Web as a Bureaucratic Machine

Rest Assured that REST Works

Apr 11, 2017

There was a time when we didn’t have the global, planetary network we now call the World Wide Web (web for short). Despite the fact that, technologically speaking, we could’ve had the web much sooner (thanks of course to the existence of the well entrenched TCP/IP network transfer protocol), the useful communication protocol hasn’t been invented until Tim Berners Lee proposed it on November 12, 1990.

The reasons for that delay could be manifold, and certainly they are debatable, but undoubtedly one of the main reasons was the unnecessary (in hindsight) level of engineering perfectionism that was brought into preliminary discussions around any concept of a global computer network. Such debilitating analysis paralisis got removed only once the controversial ‘worse is better’ principle was embraced. Applying this principle cleared up the way toward the web as we know it, thanks to the amazing single-handed efforts by Tim Berners Lee. Previous attempts at architecting, designing and implementing world wide web were unsuccessful because, among other reasons, participants could not reach a consensus on how to deal with broken links; Mr. Berners Lee bypassed that conundrum by choosing not to care about broken links. Worse is better in action.

Communication Protocol

Computers plugged into the network must communicate via some protocol. In the case of the world wide web, that protocol is Hypertext Transfer Protocol (HTTP). This communication protocol gives us the fundamental alphabet that is then used for building up a vocabulary upon which various events and representations take place on and around the planetary web.

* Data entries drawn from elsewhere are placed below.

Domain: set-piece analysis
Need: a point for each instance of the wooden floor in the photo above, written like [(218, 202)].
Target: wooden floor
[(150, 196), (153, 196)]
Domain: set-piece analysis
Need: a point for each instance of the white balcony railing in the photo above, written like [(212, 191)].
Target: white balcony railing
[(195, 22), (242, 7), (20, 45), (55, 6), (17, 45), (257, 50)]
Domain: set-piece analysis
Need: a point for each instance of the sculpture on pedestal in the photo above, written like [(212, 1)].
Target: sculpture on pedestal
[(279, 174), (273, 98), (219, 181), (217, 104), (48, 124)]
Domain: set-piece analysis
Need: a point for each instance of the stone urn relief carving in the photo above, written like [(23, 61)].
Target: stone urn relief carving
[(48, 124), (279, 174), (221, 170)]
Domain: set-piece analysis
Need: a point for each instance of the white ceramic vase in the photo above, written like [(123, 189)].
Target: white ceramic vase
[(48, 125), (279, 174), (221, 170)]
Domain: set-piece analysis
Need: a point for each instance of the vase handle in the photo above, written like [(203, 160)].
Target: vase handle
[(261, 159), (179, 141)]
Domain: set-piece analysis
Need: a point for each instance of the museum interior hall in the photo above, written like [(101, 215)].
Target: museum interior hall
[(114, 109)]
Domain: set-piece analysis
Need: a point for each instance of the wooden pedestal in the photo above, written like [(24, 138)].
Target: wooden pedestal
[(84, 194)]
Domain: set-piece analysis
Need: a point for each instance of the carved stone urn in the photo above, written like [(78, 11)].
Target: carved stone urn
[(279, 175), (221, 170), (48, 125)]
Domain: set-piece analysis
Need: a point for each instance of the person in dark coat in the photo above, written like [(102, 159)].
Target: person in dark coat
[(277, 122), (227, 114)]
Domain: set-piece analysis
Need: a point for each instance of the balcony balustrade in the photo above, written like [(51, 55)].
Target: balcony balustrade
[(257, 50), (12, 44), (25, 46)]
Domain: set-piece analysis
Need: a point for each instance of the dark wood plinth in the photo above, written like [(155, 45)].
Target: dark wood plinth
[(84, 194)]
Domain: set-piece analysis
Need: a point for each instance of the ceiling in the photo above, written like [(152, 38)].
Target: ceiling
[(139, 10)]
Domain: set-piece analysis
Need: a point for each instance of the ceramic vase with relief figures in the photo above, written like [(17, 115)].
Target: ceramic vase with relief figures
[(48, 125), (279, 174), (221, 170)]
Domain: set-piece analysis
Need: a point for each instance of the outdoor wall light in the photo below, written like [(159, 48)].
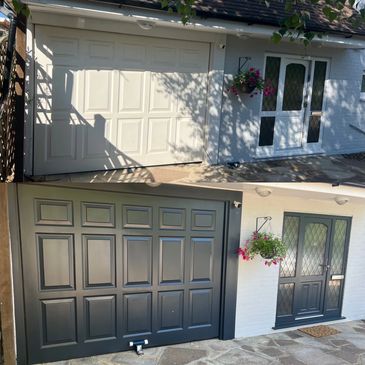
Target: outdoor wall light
[(263, 192), (340, 200), (145, 25)]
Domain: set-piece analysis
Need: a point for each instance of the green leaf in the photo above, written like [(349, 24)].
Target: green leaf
[(276, 37)]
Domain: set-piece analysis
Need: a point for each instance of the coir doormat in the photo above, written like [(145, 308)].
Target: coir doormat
[(319, 331)]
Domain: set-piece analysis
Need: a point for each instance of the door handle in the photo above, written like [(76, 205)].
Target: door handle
[(337, 277)]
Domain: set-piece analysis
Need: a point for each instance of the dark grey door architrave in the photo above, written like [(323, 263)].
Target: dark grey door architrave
[(312, 275), (103, 268)]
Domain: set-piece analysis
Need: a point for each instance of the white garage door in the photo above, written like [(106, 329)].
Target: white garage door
[(106, 100)]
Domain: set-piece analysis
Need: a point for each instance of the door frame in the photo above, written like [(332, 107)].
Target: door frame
[(215, 73), (231, 229), (280, 325), (306, 148)]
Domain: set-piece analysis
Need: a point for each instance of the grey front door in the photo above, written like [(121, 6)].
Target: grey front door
[(103, 268), (312, 274)]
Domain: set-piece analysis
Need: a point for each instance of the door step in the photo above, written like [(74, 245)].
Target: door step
[(138, 346)]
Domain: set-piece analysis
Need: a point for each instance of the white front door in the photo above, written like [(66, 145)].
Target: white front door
[(289, 115), (107, 100)]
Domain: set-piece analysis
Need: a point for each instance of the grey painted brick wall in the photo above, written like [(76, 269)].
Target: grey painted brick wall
[(240, 117)]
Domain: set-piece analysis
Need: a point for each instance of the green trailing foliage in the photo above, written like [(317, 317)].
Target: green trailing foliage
[(294, 25), (20, 8)]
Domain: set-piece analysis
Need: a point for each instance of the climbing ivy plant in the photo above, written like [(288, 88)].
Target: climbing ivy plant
[(294, 25)]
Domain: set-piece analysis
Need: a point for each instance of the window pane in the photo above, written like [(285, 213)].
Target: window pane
[(319, 79), (267, 131), (290, 238), (272, 71), (285, 300), (338, 249), (314, 129), (314, 246), (293, 87)]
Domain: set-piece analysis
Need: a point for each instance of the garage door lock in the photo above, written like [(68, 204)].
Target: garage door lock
[(138, 346)]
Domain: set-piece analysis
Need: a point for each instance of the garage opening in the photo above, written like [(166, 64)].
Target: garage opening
[(102, 269), (107, 101)]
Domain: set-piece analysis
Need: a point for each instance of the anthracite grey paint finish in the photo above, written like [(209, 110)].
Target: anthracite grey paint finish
[(91, 289), (311, 281)]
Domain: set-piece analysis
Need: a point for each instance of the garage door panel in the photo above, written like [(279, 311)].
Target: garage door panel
[(96, 137), (137, 260), (53, 212), (159, 135), (97, 214), (134, 269), (138, 314), (137, 216), (100, 318), (59, 322), (203, 220), (202, 259), (98, 88), (172, 218), (171, 260), (56, 261), (170, 311), (131, 96), (130, 135), (60, 140), (200, 307), (99, 260)]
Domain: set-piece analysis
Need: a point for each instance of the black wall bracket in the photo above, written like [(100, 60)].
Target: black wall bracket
[(264, 220), (242, 61), (138, 346)]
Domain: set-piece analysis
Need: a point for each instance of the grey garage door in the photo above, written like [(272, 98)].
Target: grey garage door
[(103, 268)]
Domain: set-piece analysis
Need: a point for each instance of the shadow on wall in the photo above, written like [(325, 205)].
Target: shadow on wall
[(157, 117), (240, 127)]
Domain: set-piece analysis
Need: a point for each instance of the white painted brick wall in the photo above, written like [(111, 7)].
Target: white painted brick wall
[(257, 284), (240, 117)]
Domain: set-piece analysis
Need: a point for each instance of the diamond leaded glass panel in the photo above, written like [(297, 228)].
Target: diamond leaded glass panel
[(339, 241), (319, 79), (294, 86), (272, 71), (314, 247), (285, 299), (290, 238), (333, 294)]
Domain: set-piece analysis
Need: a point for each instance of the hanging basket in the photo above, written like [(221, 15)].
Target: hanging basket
[(246, 89)]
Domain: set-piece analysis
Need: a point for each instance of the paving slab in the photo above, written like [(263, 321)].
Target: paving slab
[(284, 348), (319, 168)]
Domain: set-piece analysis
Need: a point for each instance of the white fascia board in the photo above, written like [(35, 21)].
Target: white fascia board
[(133, 14)]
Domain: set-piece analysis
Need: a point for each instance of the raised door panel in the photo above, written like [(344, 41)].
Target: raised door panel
[(171, 260), (99, 261), (137, 260), (137, 314), (59, 322), (56, 261), (170, 311), (117, 102), (100, 319)]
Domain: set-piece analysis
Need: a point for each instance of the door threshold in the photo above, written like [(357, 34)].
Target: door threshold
[(304, 322)]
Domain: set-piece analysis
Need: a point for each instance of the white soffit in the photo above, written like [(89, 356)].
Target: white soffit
[(130, 14)]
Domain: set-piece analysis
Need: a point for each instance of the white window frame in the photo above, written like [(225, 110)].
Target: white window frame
[(362, 92), (306, 148)]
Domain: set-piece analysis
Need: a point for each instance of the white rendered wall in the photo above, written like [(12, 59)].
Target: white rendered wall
[(257, 284)]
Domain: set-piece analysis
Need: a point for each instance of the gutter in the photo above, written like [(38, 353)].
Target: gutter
[(159, 18)]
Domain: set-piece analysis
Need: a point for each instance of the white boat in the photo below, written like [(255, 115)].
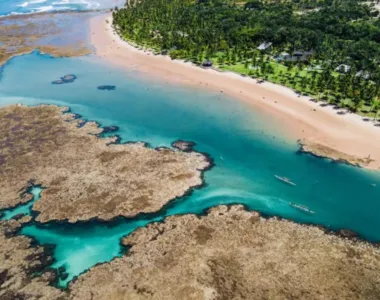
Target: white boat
[(284, 179), (302, 207)]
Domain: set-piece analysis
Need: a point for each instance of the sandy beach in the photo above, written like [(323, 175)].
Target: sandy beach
[(303, 119)]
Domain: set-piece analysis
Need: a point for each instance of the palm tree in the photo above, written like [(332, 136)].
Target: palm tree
[(375, 107)]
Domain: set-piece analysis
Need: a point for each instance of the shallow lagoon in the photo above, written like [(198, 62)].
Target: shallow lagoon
[(249, 148)]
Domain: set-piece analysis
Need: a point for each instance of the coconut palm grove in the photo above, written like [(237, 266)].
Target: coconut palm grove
[(329, 49)]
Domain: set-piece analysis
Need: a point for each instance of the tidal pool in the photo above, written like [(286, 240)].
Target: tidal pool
[(248, 148)]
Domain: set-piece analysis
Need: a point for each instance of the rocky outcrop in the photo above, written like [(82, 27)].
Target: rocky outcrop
[(69, 78), (19, 264), (21, 34), (182, 145), (234, 254), (324, 151), (86, 176)]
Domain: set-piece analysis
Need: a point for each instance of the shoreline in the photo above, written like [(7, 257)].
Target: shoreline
[(303, 119)]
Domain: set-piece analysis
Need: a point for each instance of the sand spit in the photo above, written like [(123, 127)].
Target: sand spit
[(19, 262), (84, 176), (51, 33), (323, 151), (234, 254), (291, 114)]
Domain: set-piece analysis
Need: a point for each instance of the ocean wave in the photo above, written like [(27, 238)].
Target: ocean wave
[(30, 7), (37, 1), (23, 4), (44, 8)]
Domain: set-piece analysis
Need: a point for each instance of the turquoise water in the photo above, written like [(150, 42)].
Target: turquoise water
[(248, 147), (23, 208), (13, 7)]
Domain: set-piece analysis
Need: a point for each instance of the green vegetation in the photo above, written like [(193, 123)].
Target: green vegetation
[(308, 41)]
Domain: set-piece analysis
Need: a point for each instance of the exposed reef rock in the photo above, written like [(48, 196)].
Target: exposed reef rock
[(107, 87), (185, 146), (52, 33), (323, 151), (65, 79), (234, 254), (19, 262), (85, 177)]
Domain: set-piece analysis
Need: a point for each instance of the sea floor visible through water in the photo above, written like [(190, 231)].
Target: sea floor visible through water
[(248, 148)]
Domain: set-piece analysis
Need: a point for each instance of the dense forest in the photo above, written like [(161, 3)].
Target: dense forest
[(326, 48)]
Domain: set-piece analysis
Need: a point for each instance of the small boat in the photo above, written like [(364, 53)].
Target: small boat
[(284, 179), (302, 207)]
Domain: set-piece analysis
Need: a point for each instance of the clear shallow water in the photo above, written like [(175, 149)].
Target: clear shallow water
[(23, 208), (247, 151), (11, 7)]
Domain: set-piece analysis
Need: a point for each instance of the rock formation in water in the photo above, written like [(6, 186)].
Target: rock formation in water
[(21, 34), (107, 87), (19, 265), (65, 79), (86, 176), (323, 151), (234, 254)]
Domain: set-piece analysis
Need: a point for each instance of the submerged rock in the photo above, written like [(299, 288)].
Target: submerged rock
[(183, 145), (323, 151), (19, 262), (110, 129), (65, 79), (107, 87), (234, 254), (102, 179)]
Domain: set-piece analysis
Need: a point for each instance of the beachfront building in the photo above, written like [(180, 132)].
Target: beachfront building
[(343, 68), (363, 74), (207, 63), (265, 46)]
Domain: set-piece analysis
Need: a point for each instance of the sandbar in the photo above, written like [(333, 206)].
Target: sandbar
[(300, 118)]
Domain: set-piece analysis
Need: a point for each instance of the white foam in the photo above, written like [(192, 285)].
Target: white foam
[(44, 8), (37, 1), (25, 4)]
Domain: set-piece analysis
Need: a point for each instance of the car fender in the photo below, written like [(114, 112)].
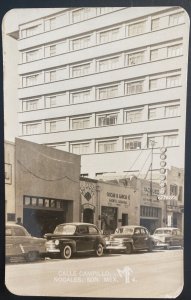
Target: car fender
[(63, 242), (128, 240)]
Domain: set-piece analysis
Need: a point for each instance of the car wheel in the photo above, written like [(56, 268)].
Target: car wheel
[(66, 252), (32, 256), (99, 250), (167, 247), (151, 246), (128, 249)]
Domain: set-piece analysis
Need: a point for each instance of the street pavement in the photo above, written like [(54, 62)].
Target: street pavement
[(158, 274)]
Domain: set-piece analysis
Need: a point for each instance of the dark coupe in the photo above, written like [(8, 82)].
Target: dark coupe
[(71, 238), (130, 238)]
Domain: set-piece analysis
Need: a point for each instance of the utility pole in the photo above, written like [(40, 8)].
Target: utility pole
[(152, 143)]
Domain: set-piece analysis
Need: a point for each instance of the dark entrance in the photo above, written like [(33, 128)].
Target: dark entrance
[(40, 221), (124, 219), (88, 215)]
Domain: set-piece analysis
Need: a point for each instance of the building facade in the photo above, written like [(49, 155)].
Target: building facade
[(47, 186), (108, 205), (9, 165), (106, 83)]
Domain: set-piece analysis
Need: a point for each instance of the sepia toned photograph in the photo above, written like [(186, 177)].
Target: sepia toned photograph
[(95, 105)]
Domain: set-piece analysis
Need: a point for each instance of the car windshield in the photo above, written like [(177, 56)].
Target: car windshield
[(163, 231), (65, 229), (124, 230)]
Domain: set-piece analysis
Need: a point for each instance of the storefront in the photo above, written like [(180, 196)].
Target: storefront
[(47, 187), (108, 205)]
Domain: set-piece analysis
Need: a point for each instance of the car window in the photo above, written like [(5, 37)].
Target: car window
[(137, 231), (19, 232), (8, 232), (65, 229), (83, 229), (93, 230), (143, 231)]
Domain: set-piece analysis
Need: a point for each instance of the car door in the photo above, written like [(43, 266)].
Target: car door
[(22, 240), (137, 238), (83, 242)]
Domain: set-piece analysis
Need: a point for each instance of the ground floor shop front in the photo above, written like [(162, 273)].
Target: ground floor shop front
[(108, 205)]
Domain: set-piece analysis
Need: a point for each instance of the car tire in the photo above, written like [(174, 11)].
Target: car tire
[(66, 252), (151, 246), (167, 247), (99, 250), (128, 249), (32, 256)]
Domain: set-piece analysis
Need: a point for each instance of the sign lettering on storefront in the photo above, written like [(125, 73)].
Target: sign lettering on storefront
[(118, 198)]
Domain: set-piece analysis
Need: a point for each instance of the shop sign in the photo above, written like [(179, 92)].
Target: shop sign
[(87, 205), (118, 199), (147, 190)]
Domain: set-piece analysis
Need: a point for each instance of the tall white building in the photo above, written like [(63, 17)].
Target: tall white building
[(104, 83)]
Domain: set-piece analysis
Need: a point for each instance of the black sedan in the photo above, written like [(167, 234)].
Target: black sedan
[(71, 238), (129, 238)]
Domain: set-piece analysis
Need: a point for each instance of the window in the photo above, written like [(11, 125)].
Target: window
[(107, 146), (173, 81), (31, 128), (81, 14), (50, 24), (55, 49), (30, 80), (173, 189), (180, 193), (174, 50), (154, 54), (108, 64), (81, 43), (152, 113), (153, 84), (155, 24), (54, 125), (137, 28), (109, 35), (30, 105), (81, 70), (154, 142), (171, 140), (55, 100), (108, 92), (176, 19), (82, 148), (133, 115), (105, 10), (172, 111), (135, 58), (106, 120), (134, 87), (31, 55), (132, 143), (93, 230), (54, 75), (19, 232), (33, 30), (80, 123), (80, 97)]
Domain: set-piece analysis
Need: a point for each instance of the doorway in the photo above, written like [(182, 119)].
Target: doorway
[(88, 215)]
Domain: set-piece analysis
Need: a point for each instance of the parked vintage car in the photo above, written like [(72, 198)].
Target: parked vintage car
[(19, 242), (70, 238), (130, 238), (168, 237)]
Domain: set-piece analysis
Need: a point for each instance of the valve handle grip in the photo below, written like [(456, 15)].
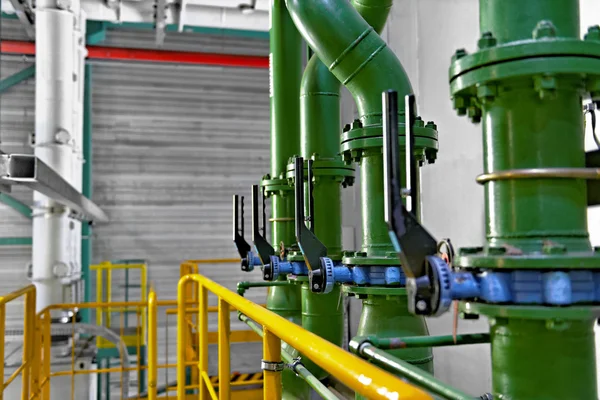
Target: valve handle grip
[(262, 246)]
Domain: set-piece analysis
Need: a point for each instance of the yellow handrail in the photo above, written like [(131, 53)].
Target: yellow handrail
[(357, 374), (28, 382)]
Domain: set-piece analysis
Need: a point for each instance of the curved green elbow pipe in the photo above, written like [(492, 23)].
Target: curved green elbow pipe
[(353, 50), (375, 12)]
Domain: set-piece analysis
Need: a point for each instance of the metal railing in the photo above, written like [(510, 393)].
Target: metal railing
[(30, 351), (357, 374)]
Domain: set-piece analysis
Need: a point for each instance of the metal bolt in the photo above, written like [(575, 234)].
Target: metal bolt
[(486, 40), (356, 124), (458, 54), (593, 33), (544, 29)]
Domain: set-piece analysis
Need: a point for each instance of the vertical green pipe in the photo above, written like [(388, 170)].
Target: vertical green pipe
[(322, 314), (285, 73), (533, 120), (358, 57), (320, 130), (86, 229), (532, 358)]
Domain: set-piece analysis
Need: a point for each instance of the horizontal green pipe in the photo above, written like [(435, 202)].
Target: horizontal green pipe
[(17, 78), (244, 285), (16, 241), (298, 368), (406, 370), (424, 341), (17, 205)]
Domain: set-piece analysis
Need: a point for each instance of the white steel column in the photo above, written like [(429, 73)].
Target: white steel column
[(60, 52)]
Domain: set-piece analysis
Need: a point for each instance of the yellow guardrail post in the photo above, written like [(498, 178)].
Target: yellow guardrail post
[(202, 339), (357, 374), (224, 331), (271, 362), (2, 326), (152, 345), (47, 354)]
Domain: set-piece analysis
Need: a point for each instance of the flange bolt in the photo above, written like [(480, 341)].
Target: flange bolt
[(458, 54), (593, 33), (486, 40), (544, 29)]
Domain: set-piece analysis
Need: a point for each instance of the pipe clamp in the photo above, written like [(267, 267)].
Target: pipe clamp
[(272, 366)]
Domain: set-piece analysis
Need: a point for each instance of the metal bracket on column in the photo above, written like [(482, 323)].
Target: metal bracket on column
[(30, 171), (26, 16)]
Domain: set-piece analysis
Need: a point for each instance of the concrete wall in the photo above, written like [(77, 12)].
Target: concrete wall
[(425, 34)]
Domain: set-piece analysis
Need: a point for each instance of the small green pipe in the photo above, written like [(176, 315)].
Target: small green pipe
[(424, 341), (17, 78), (17, 205), (414, 374), (86, 190), (244, 285), (298, 368)]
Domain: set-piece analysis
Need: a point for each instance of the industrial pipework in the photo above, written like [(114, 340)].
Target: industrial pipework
[(360, 59), (536, 278)]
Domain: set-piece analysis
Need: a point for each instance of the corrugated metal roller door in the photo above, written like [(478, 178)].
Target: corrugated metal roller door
[(171, 145)]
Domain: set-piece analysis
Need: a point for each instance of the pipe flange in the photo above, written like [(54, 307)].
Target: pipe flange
[(272, 366)]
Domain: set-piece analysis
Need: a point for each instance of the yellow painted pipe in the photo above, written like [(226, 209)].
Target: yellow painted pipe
[(271, 353), (357, 374), (224, 331), (152, 346)]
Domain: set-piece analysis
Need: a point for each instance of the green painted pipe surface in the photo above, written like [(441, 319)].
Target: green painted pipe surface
[(353, 51), (410, 372), (522, 131), (425, 341), (512, 20), (86, 190), (534, 120), (323, 315), (244, 285), (538, 359), (389, 318), (376, 239), (285, 75)]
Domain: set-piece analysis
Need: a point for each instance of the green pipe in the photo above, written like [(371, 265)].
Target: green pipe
[(296, 367), (533, 120), (424, 341), (353, 51), (16, 204), (244, 285), (323, 315), (86, 189), (285, 73), (17, 78), (408, 371)]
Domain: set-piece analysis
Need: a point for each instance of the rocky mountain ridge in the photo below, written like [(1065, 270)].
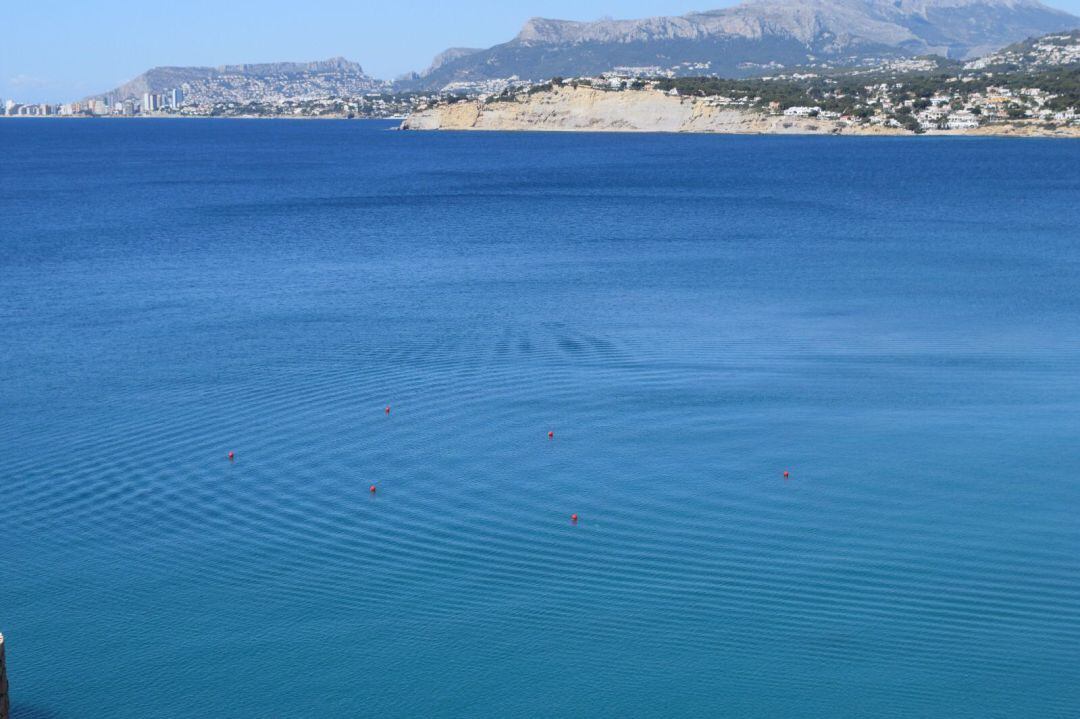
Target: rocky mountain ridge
[(757, 36)]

It would be normal then to expect that most, if not all of the resources existing on the web today are built around this protocol. That, sadly, is rarely the case. Instead of utilizing this incredibly powerful and efficient communication protocol, most web sites in existence today use this protocol as a mere delivery channel. This delivery channel gets used for tunnelling between connected computers, while carrying the huge overhead of home-grown communication protocols that are then being used as a way select few participants talk to each other.

Why the Overhead?

It is shocking to learn about the existence of such enormous overhead. Not only is it insanely impractical and unwieldy to be inventing one’s own, Mickey Mouse communication protocol when the global, robust de facto protocol has already been in place for more than two decades, it is also an extremely brittle thing to do. Plus, it is very costly to expect to involve other interested parties to join the conversation, because they would have to master the proprietary communication protocols beforehand. So why are we doing it then?

The answer is quite simple: HTTP is not that easy to grasp. Don’t believe me? Have a look at this diagram:

The above diagram depicts all HTTP status codes. As it stands now, it is a state machine.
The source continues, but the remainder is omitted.